羽山くんの方が辛いのに、私の話を聞いてもらうのは悪い気がする」

「栗山さん。確かに亡くなった直後は辛かったけど、これまでの間にだいぶ気持ちは落ち着いたんだ。

俺が今日感じたのは49日っていうのは遺族にとって、気持ちを整理するために必要な期間なんだってこと。
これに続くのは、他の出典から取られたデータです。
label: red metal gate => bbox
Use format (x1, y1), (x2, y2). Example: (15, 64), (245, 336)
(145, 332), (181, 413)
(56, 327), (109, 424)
もちろん、まだ悲しくなる時もあると思うけど、これからは前を向いて行く必要があると思うんだ。

だから、友達である栗山さんの話も聞きたいと思う。

それが自分のためにもなるし、栗山さんが話すことで少しでも楽になれば俺は嬉しい」

「羽山君は強いんだね。じゃあ、お言葉に甘えて聞いてくれるかな」


 涼は、奏の言葉を聞くとパァッと、嬉しそうな顔をする。


(この人なんでこんなに嬉しそうにしてくれるんだろう)

 

 奏は疑問に思いながら、話し始める。